Why clicks, not impressions?
- Impressions don’t indicate value — they’re “free” from the user’s perspective
- Clicks represent actual engagement
- Maximizing clicks naturally selects for high-CTR placements
Why clicks, not revenue?
- Revenue (CPM × impressions) would incentivize bidding as high as possible
- This contradicts the advertiser’s interest in efficient spending
- Clicks align the agent with advertiser ROI
Overspend Penalty
overspendPenalty = 2.0 × max(0, spendRate - 1.5)
- Threshold at 1.5x: No penalty for spending up to 50% faster than target. Gives the agent freedom to bid aggressively when opportunities are good.
- 2.0x factor: Each unit of overspend above 1.5x costs 2.0 reward points
- Continuous: Allows the agent to learn the trade-off rather than hitting a hard wall
Examples:
spendRate = 1.0 → penalty = 0 (on pace)
spendRate = 1.5 → penalty = 0 (at threshold)
spendRate = 2.0 → penalty = 1.0 (moderate overspend)
spendRate = 3.0 → penalty = 3.0 (severe overspend)
Episode Termination
The episode terminates when:
done = (budgetRemaining <= 0.0) || (timeRemaining <= 0.0)
At termination, a special terminal transition is stored:
val terminalState = Array.fill(stateSize)(0.0) // Zero vector
val terminalReward = windowClicks.toDouble // Final clicks (no penalty)
dqn.store(prevState, prevAction, terminalReward, terminalState, done = true)

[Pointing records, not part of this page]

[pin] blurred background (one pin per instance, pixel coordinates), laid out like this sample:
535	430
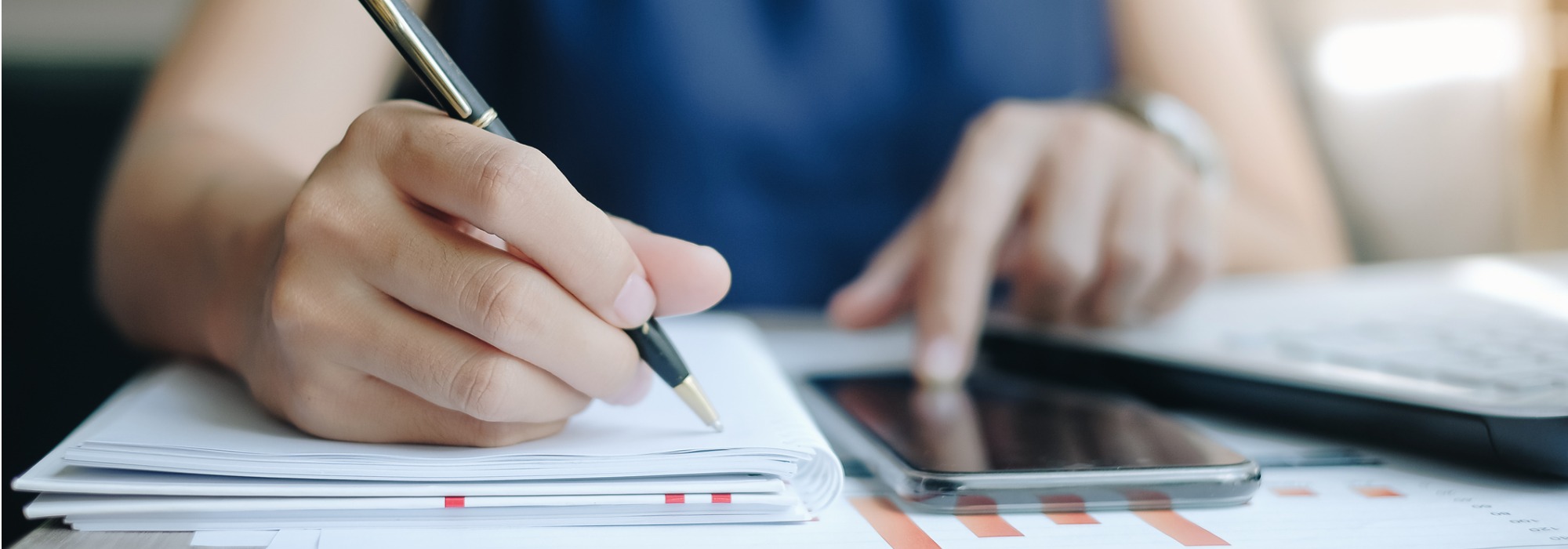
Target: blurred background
1443	126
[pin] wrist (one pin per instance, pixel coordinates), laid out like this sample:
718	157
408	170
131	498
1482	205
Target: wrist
242	235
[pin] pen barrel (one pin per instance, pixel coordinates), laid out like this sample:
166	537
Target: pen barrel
432	65
656	349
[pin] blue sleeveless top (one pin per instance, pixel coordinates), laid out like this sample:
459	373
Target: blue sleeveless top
793	136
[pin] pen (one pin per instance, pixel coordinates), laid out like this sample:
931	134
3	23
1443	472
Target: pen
459	98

The done = true flag tells DQN not to bootstrap future rewards beyond the episode boundary.
Reward Examples
| Window | Clicks | spendRate | Penalty | Reward |
|---|---|---|---|---|
| Normal pacing | 3 | 1.0 | 0 | 3.0 |
| Good CTR | 8 | 1.2 | 0 | 8.0 |
| Slight overspend | 5 | 1.8 | 0.6 | 4.4 |
| Severe overspend | 2 | 3.0 | 3.0 | -1.0 |
| At threshold | 4 | 1.5 | 0 | 4.0 |
Design Simplicity
Note what the reward function does not include:
- No exhaustion penalty — the episode simply ends when budget hits zero
- No CPA signal — conversion tracking is sparse, clicks are a sufficient proxy
- No win-rate bonus — win rate is in the state space, letting the agent learn its own trade-offs
This simplicity makes the reward signal clean and easy to interpret. The agent learns that clicks are good and overspending is bad — everything else it figures out from the state space.